First, while the Gutenberg College faculty are committed advocates of a biblical worldview, believing the Bible to be the inspired and inerrant word of God, they are also firmly convinced that developing a sound and healthy worldview requires a non-coercive educational environment. Teachers must grant students the freedom to reach their own conclusions. No student, therefore, is required to subscribe to a particular doctrinal stance or to embrace a particular set of religious practices. The strength of the Christian worldview becomes most apparent when it can hold its own in the marketplace of ideas.

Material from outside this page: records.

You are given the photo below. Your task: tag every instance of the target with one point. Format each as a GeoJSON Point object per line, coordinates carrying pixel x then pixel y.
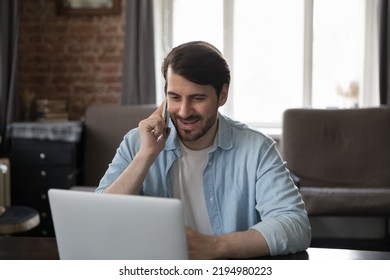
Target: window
{"type": "Point", "coordinates": [282, 53]}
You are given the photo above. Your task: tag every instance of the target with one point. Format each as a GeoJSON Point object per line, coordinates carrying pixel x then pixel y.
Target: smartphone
{"type": "Point", "coordinates": [165, 115]}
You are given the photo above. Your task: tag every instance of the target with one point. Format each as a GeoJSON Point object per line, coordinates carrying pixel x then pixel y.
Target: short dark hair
{"type": "Point", "coordinates": [199, 62]}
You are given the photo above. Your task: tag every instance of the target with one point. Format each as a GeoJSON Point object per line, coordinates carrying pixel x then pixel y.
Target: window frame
{"type": "Point", "coordinates": [370, 85]}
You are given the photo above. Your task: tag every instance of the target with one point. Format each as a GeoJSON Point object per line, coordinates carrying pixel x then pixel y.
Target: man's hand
{"type": "Point", "coordinates": [154, 133]}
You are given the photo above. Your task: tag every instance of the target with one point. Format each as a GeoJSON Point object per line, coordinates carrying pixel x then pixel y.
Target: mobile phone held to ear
{"type": "Point", "coordinates": [165, 115]}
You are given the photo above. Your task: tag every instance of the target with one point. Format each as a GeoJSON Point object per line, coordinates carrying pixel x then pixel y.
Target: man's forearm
{"type": "Point", "coordinates": [131, 179]}
{"type": "Point", "coordinates": [242, 245]}
{"type": "Point", "coordinates": [236, 245]}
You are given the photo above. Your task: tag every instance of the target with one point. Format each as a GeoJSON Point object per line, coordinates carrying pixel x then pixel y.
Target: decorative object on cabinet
{"type": "Point", "coordinates": [43, 156]}
{"type": "Point", "coordinates": [13, 219]}
{"type": "Point", "coordinates": [88, 7]}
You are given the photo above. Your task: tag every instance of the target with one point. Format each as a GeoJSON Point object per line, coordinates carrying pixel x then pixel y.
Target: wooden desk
{"type": "Point", "coordinates": [45, 248]}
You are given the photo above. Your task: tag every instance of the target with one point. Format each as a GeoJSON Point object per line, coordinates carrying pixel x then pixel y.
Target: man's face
{"type": "Point", "coordinates": [193, 109]}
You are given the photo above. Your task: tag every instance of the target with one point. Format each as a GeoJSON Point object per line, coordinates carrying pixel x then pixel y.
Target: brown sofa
{"type": "Point", "coordinates": [342, 159]}
{"type": "Point", "coordinates": [104, 128]}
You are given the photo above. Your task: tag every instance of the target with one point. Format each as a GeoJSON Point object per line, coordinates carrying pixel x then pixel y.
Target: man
{"type": "Point", "coordinates": [239, 199]}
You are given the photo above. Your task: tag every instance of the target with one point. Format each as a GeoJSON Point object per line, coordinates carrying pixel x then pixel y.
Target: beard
{"type": "Point", "coordinates": [190, 135]}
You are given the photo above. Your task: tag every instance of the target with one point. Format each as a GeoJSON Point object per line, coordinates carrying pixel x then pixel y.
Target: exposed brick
{"type": "Point", "coordinates": [76, 58]}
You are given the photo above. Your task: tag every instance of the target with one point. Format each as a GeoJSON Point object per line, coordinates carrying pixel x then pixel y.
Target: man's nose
{"type": "Point", "coordinates": [185, 109]}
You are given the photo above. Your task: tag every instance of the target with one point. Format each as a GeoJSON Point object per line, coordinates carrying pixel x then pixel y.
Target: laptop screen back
{"type": "Point", "coordinates": [107, 226]}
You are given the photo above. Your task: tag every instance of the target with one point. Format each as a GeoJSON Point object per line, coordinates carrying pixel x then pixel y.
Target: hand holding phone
{"type": "Point", "coordinates": [165, 115]}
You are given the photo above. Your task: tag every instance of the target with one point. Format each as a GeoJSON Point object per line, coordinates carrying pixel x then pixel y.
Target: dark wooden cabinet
{"type": "Point", "coordinates": [40, 164]}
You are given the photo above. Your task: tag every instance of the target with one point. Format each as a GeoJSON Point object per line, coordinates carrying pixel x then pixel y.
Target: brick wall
{"type": "Point", "coordinates": [76, 58]}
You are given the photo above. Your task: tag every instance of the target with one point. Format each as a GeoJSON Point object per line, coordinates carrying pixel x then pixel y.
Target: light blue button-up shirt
{"type": "Point", "coordinates": [246, 184]}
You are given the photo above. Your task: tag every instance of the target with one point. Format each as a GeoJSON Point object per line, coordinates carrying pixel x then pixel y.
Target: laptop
{"type": "Point", "coordinates": [92, 226]}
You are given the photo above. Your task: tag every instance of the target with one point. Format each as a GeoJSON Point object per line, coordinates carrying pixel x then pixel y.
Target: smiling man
{"type": "Point", "coordinates": [238, 196]}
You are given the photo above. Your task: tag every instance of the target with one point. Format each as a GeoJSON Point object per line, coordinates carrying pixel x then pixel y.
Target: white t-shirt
{"type": "Point", "coordinates": [188, 186]}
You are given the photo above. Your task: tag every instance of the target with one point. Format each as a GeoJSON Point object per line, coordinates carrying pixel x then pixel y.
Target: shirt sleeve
{"type": "Point", "coordinates": [284, 221]}
{"type": "Point", "coordinates": [122, 158]}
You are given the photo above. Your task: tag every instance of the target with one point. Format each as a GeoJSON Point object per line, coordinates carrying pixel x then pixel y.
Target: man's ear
{"type": "Point", "coordinates": [223, 95]}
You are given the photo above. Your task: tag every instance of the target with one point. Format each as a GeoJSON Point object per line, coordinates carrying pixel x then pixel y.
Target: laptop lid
{"type": "Point", "coordinates": [108, 226]}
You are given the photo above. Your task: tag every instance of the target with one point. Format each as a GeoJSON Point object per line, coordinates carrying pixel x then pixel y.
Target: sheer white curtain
{"type": "Point", "coordinates": [384, 50]}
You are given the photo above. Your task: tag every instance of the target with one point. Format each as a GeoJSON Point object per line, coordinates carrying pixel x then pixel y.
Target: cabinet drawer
{"type": "Point", "coordinates": [46, 176]}
{"type": "Point", "coordinates": [33, 152]}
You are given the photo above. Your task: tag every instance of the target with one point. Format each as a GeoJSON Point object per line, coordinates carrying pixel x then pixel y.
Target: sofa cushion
{"type": "Point", "coordinates": [346, 201]}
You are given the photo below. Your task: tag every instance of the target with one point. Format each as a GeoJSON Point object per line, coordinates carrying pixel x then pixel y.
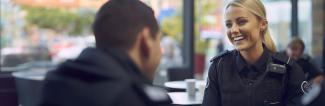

Second, the personal nature of learning suggests that apprenticeship is a better model for education than is lecturing. Socrates taught that speech-making is worthless as a means to imparting wisdom; speech-making is for entertainment, not education. Agreeing with Socrates, the faculty at Gutenberg College believe that learning, like most skills, is best accomplished by doing. Apprenticeship has long been used to pass important skills from one generation to the next. A less skilled student learns under the guidance of one who has more mastery of an art; the novice observes the master at work, practices the art himself, and receives instruction from the more skilled. This is the model adopted in the Gutenberg College curriculum. Teachers, called “tutors” at Gutenberg, are seen as more advanced learners, but learners nevertheless. Under the guidance of these tutors, students acquire learning skills by observing the tutors exercise the arts of learning, by practicing those arts themselves, and by receiving instruction from the tutors. Consequently, lectures are few and small group discussions are standard fare. Students are encouraged to dialogue critically with the texts they read, with their fellow students, and with their tutors. Through person-to-person conversation about important and vital issues, deep and lasting understanding can result. Therefore, every aspect of the Gutenberg education seeks to emphasize dialogue and conversation and to minimize lecturing.